Le modèle explicatif correspond aux causes que les personnes mobilisent pour comprendre leur maladie, dans leurs échanges sociaux et médicaux. Il renvoie donc au sens donné à l’expérience de maladie.

23. Qu’exprime l’idée de sélection sociale en matière de santé ?

La santé est indépendante des trajectoires sociales
La mortalité ne varie pas selon la position sociale
L’état de santé conditionne aussi l’accès à certaines positions ou métiers
Seuls les médecins sélectionnent les individus

L’état de santé conditionne aussi l’accès à certaines positions ou métiers

Explication

La sélection sociale signifie que certaines positions exigent un état de santé compatible avec leurs contraintes. La santé influence donc aussi les trajectoires sociales.

24. Quelle différence de pratique alimentaire est associée aux inégalités sociales de santé ?

Les classes aisées consultent plus tôt et utilisent des régimes plus doux
Les classes populaires consultent plus tôt et choisissent plus souvent des régimes souples
Les différences de classe n’ont aucun effet sur les régimes
Les classes aisées s’orientent vers des régimes plus restrictifs que les autres

Les classes aisées consultent plus tôt et utilisent des régimes plus doux

Explication

Le cours indique que les personnes de classe aisée consultent plus tôt et adoptent plus souvent des régimes plus doux. Les classes populaires recourent davantage à des régimes restrictifs.
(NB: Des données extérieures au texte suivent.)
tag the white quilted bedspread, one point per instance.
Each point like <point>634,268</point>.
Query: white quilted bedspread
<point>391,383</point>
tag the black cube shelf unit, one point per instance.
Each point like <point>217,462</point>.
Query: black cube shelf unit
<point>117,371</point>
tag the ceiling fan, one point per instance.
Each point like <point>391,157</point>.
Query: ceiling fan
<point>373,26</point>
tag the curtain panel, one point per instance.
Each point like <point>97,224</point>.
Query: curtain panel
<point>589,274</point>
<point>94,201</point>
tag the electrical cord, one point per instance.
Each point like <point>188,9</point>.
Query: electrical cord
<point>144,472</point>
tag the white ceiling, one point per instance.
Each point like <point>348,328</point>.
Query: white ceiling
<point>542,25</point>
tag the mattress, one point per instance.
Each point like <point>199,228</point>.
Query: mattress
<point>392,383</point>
Révisez avec les flashcards

Mémorisez les réponses avec 24 flashcards sur Introduction aux faits sociaux et pratiques sportives.

Dénaturaliser — définition ?

Traiter comme construit ce qui paraît naturel.

Fait social — définition ?

Manière d’agir, de penser, de sentir en dehors de l’individu.

Historiciser l’individu — but ?

Montrer la variation des manières de penser autonomie selon le temps.